My wise, wizened late family friend Irene Jakubowski, who would have celebrated her 102nd birthday on this Sunday, Aug. 25, said it best when she referred to the attractive menu taste of pork and beans, a canned pantry shelf staple so often unfairly categorized as pedestrian in the culinary world.

“Kiddo, take some leftover boiled potatoes, and you pan fry them up with some butter and chopped onion, then serve them with a can of pork and beans, and you’ve got a quick and easy delicious feast,” Irene would so often remind me.

Irene, who moved from her lake house outside Valparaiso to later retire to Lake Shafer in Monticello near her daughter and granddaughters, left us too soon at age 86 in March 2008.

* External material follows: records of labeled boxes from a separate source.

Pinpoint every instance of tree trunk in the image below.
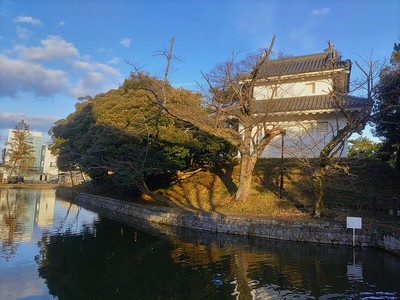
[136,181,174,207]
[235,155,257,201]
[313,167,325,218]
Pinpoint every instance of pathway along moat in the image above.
[0,189,400,300]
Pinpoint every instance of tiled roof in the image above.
[253,95,369,114]
[259,48,351,78]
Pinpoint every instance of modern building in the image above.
[39,145,58,181]
[0,129,58,182]
[245,42,371,158]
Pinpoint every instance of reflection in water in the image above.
[0,191,400,300]
[0,189,55,260]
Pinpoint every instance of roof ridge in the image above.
[268,51,328,62]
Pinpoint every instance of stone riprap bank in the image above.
[76,193,400,255]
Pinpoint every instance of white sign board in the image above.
[347,217,362,229]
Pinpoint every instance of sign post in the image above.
[346,217,362,247]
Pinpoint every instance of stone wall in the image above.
[76,193,400,255]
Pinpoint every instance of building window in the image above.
[305,82,315,95]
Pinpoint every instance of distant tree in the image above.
[348,136,380,158]
[373,43,400,170]
[5,120,35,178]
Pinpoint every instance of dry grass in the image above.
[163,159,400,224]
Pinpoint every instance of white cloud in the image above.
[13,16,43,26]
[0,36,121,98]
[311,7,330,16]
[108,57,121,65]
[70,72,116,98]
[0,55,67,97]
[16,25,32,40]
[119,38,131,48]
[0,111,59,132]
[15,36,79,61]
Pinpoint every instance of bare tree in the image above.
[136,37,283,201]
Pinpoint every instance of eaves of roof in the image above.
[253,95,370,115]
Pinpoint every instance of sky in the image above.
[0,0,400,145]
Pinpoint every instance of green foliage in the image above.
[348,136,380,158]
[51,75,234,190]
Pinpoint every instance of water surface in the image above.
[0,189,400,300]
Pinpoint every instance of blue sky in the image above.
[0,0,400,144]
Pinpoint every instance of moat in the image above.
[0,189,400,300]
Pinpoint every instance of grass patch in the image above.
[163,159,400,224]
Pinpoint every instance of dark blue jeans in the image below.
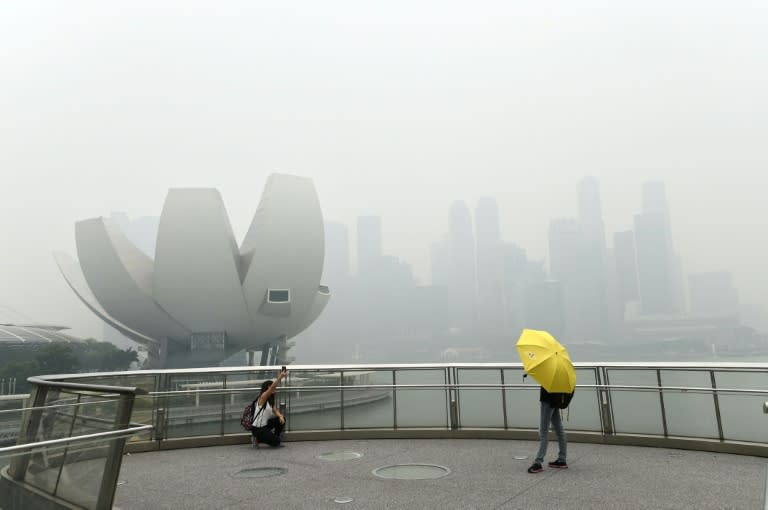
[535,402,568,464]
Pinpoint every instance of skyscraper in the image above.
[449,201,477,337]
[613,230,639,304]
[357,216,382,279]
[475,197,504,335]
[323,222,350,287]
[635,181,684,314]
[549,219,605,342]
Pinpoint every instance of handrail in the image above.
[0,400,134,415]
[27,376,147,395]
[147,383,768,396]
[0,424,154,457]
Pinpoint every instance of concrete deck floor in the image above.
[115,439,768,510]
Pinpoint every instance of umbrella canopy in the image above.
[516,329,576,393]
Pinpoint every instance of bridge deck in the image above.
[115,439,767,510]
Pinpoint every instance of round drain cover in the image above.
[373,464,451,480]
[233,467,286,478]
[317,452,363,460]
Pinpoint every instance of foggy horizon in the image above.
[0,0,768,346]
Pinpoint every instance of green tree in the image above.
[35,343,80,375]
[75,339,139,371]
[0,361,40,393]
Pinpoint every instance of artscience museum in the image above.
[54,174,330,368]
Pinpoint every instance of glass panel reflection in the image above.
[457,368,504,428]
[715,371,768,443]
[395,369,449,428]
[661,370,719,438]
[281,370,341,430]
[344,370,395,429]
[608,368,664,435]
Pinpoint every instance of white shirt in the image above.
[253,400,275,428]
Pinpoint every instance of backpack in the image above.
[240,402,253,430]
[240,400,267,430]
[551,391,575,409]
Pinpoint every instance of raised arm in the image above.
[258,370,288,407]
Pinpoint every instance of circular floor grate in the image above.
[317,451,363,460]
[373,464,451,480]
[232,467,286,478]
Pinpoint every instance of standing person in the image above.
[528,387,573,473]
[251,367,288,447]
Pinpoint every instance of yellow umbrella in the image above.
[516,329,576,393]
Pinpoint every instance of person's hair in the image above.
[257,379,275,407]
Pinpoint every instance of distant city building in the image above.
[688,271,739,317]
[549,219,605,342]
[449,201,477,338]
[323,222,350,287]
[357,216,383,278]
[475,197,505,335]
[613,230,640,305]
[635,181,685,314]
[525,280,570,343]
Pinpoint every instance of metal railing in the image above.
[0,377,152,509]
[0,363,768,508]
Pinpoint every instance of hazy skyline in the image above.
[0,0,768,340]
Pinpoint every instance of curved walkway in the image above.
[115,439,768,510]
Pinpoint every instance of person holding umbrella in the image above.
[516,329,576,473]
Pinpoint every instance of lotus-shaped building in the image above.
[54,174,330,367]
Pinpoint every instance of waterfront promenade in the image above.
[115,439,768,510]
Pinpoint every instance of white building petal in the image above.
[53,252,160,346]
[75,218,189,340]
[154,189,251,345]
[240,174,325,341]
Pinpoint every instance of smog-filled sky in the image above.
[0,0,768,335]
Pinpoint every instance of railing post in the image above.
[597,367,614,436]
[447,367,459,430]
[96,395,134,510]
[8,384,48,482]
[709,370,724,441]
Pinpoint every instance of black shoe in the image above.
[528,462,544,473]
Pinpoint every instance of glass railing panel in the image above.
[55,440,109,508]
[67,395,119,437]
[344,370,395,429]
[0,396,29,448]
[165,373,224,438]
[456,368,504,428]
[504,368,539,429]
[395,368,449,428]
[22,447,66,494]
[279,370,341,430]
[715,371,768,443]
[563,368,602,432]
[608,368,664,435]
[661,370,719,438]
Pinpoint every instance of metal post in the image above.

I share her same love of pork and beans, and, even better, baked beans.

And even better yet?

The unmatched flavor of true Boston baked beans, the latter which starts by using smaller white navy beans, skins intact, salted pork pieces or hunks of bacon, and all of it blended with generous amounts of dark, sweet molasses before the pot is baked forever before being served up to awaiting appetites.

This is a recipe tradition from the East Coast dating back to the 1600s. Native Americans knew the glorious taste of baking beans and so did the pilgrims and early colonists of New England, who let their brick ovens do all of the baking Friday through Saturday so the beans could easily be scooped out on plates without impeding Sabbath worship and kitchen restrictions.

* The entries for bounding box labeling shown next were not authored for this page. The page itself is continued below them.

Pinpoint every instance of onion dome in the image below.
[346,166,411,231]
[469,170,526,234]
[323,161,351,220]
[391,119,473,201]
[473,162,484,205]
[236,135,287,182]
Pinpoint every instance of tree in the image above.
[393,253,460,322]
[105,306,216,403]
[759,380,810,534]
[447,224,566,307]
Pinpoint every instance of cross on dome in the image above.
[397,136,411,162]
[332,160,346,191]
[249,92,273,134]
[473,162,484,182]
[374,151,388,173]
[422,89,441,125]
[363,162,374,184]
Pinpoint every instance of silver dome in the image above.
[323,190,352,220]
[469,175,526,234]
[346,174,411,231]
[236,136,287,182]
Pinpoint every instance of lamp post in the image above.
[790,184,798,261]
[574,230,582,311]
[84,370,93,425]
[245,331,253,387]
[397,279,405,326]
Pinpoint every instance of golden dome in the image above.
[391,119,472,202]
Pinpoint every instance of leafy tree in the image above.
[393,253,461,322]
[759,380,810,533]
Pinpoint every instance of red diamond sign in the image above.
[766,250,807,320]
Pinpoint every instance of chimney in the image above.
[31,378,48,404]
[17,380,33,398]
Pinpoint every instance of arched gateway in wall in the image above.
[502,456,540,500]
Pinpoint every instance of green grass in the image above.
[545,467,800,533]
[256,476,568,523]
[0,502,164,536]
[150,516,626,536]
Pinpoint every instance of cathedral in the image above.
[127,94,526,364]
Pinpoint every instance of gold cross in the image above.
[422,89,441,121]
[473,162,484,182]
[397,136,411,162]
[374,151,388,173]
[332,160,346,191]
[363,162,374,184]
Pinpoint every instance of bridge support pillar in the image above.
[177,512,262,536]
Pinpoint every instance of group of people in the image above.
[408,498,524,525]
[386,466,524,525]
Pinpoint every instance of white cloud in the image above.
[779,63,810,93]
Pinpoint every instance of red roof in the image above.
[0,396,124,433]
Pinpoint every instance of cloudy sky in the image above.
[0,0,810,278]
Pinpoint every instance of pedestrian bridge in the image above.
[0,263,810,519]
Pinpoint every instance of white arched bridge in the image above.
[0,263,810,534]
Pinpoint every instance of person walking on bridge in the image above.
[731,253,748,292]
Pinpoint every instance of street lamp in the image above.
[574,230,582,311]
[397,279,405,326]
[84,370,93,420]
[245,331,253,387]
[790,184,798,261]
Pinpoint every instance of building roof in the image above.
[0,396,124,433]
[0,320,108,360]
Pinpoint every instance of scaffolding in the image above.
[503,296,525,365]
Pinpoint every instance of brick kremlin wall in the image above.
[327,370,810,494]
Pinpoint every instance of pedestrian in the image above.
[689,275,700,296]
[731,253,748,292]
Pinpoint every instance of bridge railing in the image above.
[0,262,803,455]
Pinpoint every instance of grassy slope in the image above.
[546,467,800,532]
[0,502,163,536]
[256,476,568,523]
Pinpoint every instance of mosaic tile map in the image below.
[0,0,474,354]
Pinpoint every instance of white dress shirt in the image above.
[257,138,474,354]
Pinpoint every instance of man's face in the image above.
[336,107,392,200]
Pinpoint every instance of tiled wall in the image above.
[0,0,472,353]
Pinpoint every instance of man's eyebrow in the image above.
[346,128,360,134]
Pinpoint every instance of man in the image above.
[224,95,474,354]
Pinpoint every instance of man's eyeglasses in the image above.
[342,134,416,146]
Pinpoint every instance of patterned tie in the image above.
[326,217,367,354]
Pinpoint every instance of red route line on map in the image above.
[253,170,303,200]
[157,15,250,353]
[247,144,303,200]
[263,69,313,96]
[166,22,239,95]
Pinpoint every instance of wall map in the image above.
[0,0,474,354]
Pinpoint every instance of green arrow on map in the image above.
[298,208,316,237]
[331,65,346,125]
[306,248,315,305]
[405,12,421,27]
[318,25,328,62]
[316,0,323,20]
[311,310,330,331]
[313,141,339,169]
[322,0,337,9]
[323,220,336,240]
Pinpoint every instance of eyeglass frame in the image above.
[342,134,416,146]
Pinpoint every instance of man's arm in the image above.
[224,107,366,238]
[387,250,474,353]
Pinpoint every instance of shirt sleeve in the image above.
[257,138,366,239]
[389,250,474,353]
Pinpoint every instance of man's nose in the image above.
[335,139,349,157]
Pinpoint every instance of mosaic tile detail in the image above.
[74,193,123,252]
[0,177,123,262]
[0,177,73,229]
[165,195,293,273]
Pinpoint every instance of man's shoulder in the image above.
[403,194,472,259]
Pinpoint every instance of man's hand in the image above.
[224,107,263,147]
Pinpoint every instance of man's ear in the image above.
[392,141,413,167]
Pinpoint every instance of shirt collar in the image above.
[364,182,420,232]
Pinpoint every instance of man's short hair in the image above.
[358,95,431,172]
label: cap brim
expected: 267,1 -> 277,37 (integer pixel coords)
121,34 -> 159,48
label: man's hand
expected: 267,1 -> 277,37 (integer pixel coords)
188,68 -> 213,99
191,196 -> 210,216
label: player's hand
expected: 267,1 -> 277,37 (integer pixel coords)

Boston gained the name “Beantown” from the popular recipe, and from 1883 to 1906, the National League baseball team in Boston was named “the Boston Beaneaters.” Today, there is still an annual tournament between the ice hockey teams of four Boston-area universities dubbed as “The Beanpot Tournament.”

Boston baked beans have been on my mind since reader Marilyn Stuckert, of Crown Point, recently brought me samples of her own delicious canned homemade Boston baked beans.

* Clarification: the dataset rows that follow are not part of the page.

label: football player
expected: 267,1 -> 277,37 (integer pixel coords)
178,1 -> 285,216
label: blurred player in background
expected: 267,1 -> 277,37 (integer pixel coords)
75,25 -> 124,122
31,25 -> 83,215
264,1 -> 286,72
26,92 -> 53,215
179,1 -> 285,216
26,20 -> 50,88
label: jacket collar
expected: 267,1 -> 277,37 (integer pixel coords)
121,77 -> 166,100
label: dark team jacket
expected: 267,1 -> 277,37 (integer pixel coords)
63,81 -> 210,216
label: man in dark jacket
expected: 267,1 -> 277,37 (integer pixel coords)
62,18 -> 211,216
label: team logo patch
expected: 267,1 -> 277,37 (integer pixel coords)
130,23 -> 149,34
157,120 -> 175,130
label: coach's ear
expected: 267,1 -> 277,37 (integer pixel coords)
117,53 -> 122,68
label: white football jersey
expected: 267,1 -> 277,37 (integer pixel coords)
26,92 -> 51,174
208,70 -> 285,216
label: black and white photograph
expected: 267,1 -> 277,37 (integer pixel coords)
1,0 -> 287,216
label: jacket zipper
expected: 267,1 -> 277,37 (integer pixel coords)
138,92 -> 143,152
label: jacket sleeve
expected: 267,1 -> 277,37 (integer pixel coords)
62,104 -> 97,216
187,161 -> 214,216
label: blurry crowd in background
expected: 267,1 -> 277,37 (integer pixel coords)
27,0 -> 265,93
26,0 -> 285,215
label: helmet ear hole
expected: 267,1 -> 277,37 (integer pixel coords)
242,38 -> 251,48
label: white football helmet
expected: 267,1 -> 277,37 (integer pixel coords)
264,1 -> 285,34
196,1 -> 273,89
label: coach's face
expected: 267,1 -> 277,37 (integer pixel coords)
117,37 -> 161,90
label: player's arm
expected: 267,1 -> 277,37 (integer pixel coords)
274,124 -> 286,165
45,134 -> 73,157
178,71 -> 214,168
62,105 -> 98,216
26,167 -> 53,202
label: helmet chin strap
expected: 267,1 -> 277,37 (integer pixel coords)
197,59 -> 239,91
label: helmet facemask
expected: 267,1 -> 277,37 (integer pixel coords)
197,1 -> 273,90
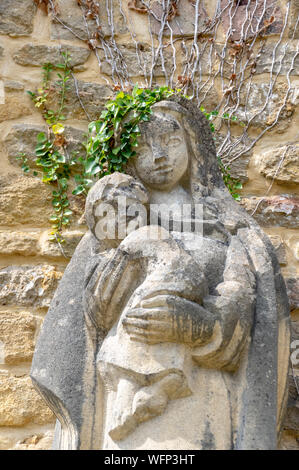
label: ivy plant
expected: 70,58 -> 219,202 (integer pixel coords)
200,107 -> 244,201
17,52 -> 242,244
73,85 -> 180,195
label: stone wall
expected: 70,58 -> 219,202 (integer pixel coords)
0,0 -> 299,449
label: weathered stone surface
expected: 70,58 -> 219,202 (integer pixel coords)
0,311 -> 37,365
40,231 -> 84,258
4,124 -> 84,166
269,235 -> 287,266
0,174 -> 52,227
151,0 -> 210,37
254,143 -> 299,184
0,371 -> 53,426
284,370 -> 299,437
288,0 -> 299,39
4,80 -> 24,91
48,81 -> 113,120
99,44 -> 173,77
0,231 -> 40,256
0,0 -> 36,36
31,97 -> 289,450
13,43 -> 91,70
286,277 -> 299,312
214,134 -> 253,183
9,431 -> 54,450
0,92 -> 32,122
242,196 -> 299,228
0,265 -> 62,307
51,0 -> 128,40
221,0 -> 283,41
255,42 -> 299,75
278,431 -> 299,450
235,83 -> 295,127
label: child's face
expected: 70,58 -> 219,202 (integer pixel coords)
94,181 -> 148,241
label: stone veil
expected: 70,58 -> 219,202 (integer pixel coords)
31,97 -> 290,450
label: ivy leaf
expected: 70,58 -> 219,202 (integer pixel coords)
72,184 -> 85,196
37,132 -> 47,144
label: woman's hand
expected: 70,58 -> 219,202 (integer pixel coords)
123,294 -> 214,346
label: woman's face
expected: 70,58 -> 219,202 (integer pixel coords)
135,114 -> 188,190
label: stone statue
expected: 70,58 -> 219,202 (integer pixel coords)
31,97 -> 289,450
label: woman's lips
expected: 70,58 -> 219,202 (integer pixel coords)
154,166 -> 172,173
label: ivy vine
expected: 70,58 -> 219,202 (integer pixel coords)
17,52 -> 242,244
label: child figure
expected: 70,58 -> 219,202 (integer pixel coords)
86,174 -> 213,445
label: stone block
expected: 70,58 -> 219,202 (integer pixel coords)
0,311 -> 37,365
100,43 -> 173,77
269,235 -> 287,266
0,231 -> 39,256
0,92 -> 33,122
220,0 -> 283,41
0,371 -> 54,426
288,0 -> 299,39
285,277 -> 299,312
0,174 -> 52,227
13,43 -> 91,70
151,0 -> 211,37
0,0 -> 36,36
242,196 -> 299,228
51,0 -> 128,40
234,83 -> 295,131
254,143 -> 299,184
0,265 -> 62,308
255,42 -> 299,75
48,80 -> 113,120
40,231 -> 84,258
9,431 -> 54,450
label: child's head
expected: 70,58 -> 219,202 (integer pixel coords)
85,173 -> 148,246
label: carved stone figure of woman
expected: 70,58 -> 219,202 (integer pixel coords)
32,98 -> 289,449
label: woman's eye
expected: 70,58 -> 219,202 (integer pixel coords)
167,135 -> 182,147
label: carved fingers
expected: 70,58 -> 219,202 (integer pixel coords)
123,295 -> 214,346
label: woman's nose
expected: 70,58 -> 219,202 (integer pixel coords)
152,142 -> 167,163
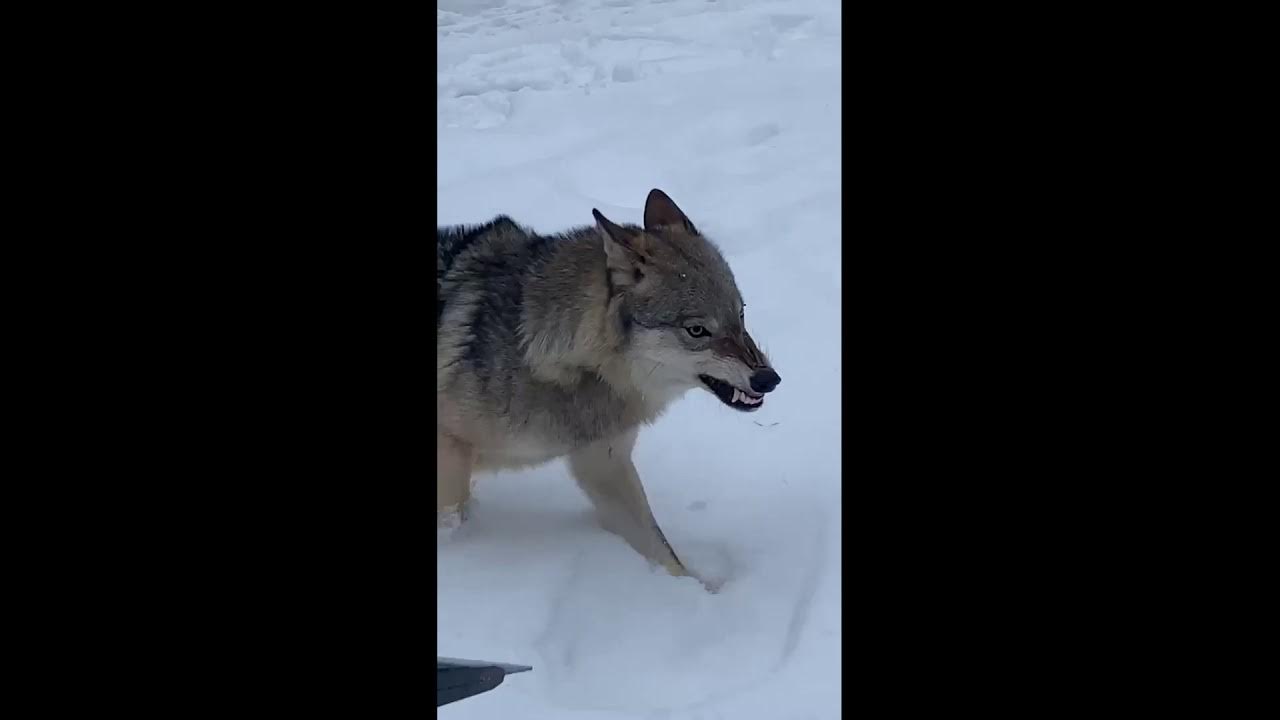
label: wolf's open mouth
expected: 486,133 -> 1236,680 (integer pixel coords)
698,375 -> 764,413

“My recipe is based on the Ball Canning Cookbook recipe with the exception I skip the bacon and pork ingredient portion,” clarified Stuckert, whose applesauce recipe was featured in a previously published November 2021 column.

Stuckert beams, and with good reason, about her equally delicious jars of her annual canned zesty dill pickles and crisp sweet bread-and-butter pickles.

The late Hoosier comedian Red Skelton painted “My Thanks,” capturing his clown alter-ego Freddy the Freeloader praying over a can of pork and beans in 1991. He allowed 5,000 lithograph reproductions of his painting, all hand-signed. (Photo image courtesy of RedSkelton.com)

In an even earlier published column I wrote in December 2019, I shared a recipe for ham hocks and lima beans from our carrot-top claim-to-fame Hoosier comic Red Skelton, who was born and raised downstate in Vincennes and died at age 84 in 1997.

Later in life, Skelton loved to incorporate his funny clown stage characters from his career such as loveable tramp Freddy the Freeloader, as subjects for his paintings. One of Skelton’s favorite paintings, titled “My Thanks,” has a grateful Freddy praying over a can of pork and beans, the latter of which also ranked as one of Red’s favorite simple meals while traveling on the road.

Columnist Philip Potempa has published four cookbooks and is the director of marketing at Theatre at the Center. He can be reached at pmpotempa@comhs.org or mail your questions: From the Farm, PO Box 68, San Pierre, Ind. 46374.

Boston Baked Beans

Makes 6 pint-size jars

1 quart dried navy beans (about 2 pounds)
3 large onions, sliced
2/3 cup brown sugar
2 teaspoons salt
2 teaspoons dry mustard
2/3 cup molasses

Directions:
1. Put beans in a large saucepot; add water to cover by 2 inches.
2. Bring beans to a boil and boil for 2 minutes.
3. Remove from heat and let beans soak 1 hour, then drain.
4. Cover beans with water by 2 inches in a large saucepot, bring beans to a boil and reduce heat.
5. Cover the beans, letting them simmer until skins begin to crack, and then drain while reserving liquid.
6. Pour beans into a baking dish or bean pot; add pork and onions.
7. Combine remaining ingredients and 4 cups reserved bean liquid (add water to make 4 cups if necessary) and ladle sauce over beans.
8. Cover beans and bake at 350 degrees for about 3 ½ hours.
9. Add water, if necessary, as beans should be “soupy.”
10. Pack hot beans and sauce into hot jars, leaving 1-inch headspace while removing air bubbles and affixing two-piece caps.
11. Process pints 1 hour and 20 minutes, quarts 1 hour and 35 minutes, at 10 pounds pressure in a steam-pressure canner.